Nvidia Unveils Fugatto, an AI Model for Sound Creation and Transformation -- Pure AI

Nvidia Unveils Fugatto, an AI Model for Sound Creation and Transformation

By John K. Waters
11/26/2024

The sound of music may never be the same. Nvidia, the Silicon Valley chipmaking giant synonymous with powering the AI revolution, this week introduced a new generative AI model designed to generate or transform any mix of music, voices, and sounds described with prompts using any combination of text and audio files.

Dubbed Fugatto, short for "Foundational Generative Audio Transformer Opus 1," it can compose music, modify voices, and even create entirely new sounds, the company says. But it doesn’t just generate music, it reshapes the very fabric of sound. Nvidia says the model can generate audio never heard before, making it a revolutionary tool for creatives across industries.

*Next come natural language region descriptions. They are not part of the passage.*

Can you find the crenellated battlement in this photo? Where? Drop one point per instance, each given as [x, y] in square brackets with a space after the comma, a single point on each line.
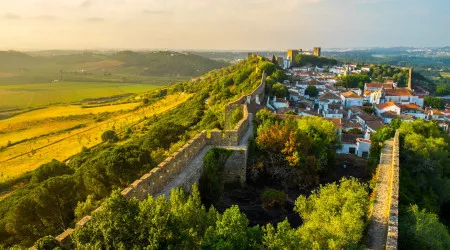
[160, 178]
[383, 227]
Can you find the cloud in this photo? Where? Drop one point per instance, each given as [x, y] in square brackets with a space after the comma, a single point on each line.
[153, 12]
[86, 3]
[45, 17]
[11, 16]
[95, 19]
[373, 1]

Its developers are calling it a "Swiss Army knife for sound," because of its broad capabilities—everything from adding or removing instruments in a song to altering the accent and emotion of a voice.

"This thing is wild," said Ido Zmishlany, a multi-platinum music producer and cofounder of One Take Audio, a startup in Nvidia’s Inception program, in a statement. "The idea that I can create entirely new sounds on the fly in the studio is incredible."

Fugatto represents Nvidia’s foray into the burgeoning world of generative AI music creation. It's the first foundational generative AI model to combine numerous audio generation and transformation tasks in one system. Built on 2.5 billion parameters and trained on NVIDIA’s DGX systems, the model showcases "emergent properties" that allow it to synthesize and adapt audio in unprecedented ways.

"We wanted to create a model that understands and generates sound like humans do, said Rafael Valle, NVIDIA’s manager of applied audio research and an orchestral conductor, in a blog post. "Fugatto is our first step toward a future where unsupervised multitask learning in audio synthesis and transformation emerges from data and model scale."

NVIDIA sees a wide range of applications for Fugatto. Music producers can prototype songs, test different styles, or enhance audio quality, while advertisers can adjust voiceovers with different accents and emotions for localized campaigns.

"AI is writing the next chapter of music," Zmishlany said. "We have a new tool for making music, and that’s super exciting."

The model’s potential extends to gaming, the company says, where developers can use it to create real-time audio assets that adapt to gameplay. Language learning tools could use the technology to let users choose personalized voices, including those of family or friends.

Fugatto also has the ability to combine attributes "creatively." For example, users can prompt the model to generate text spoken in a French accent with a sorrowful tone, blending artistic elements in novel ways.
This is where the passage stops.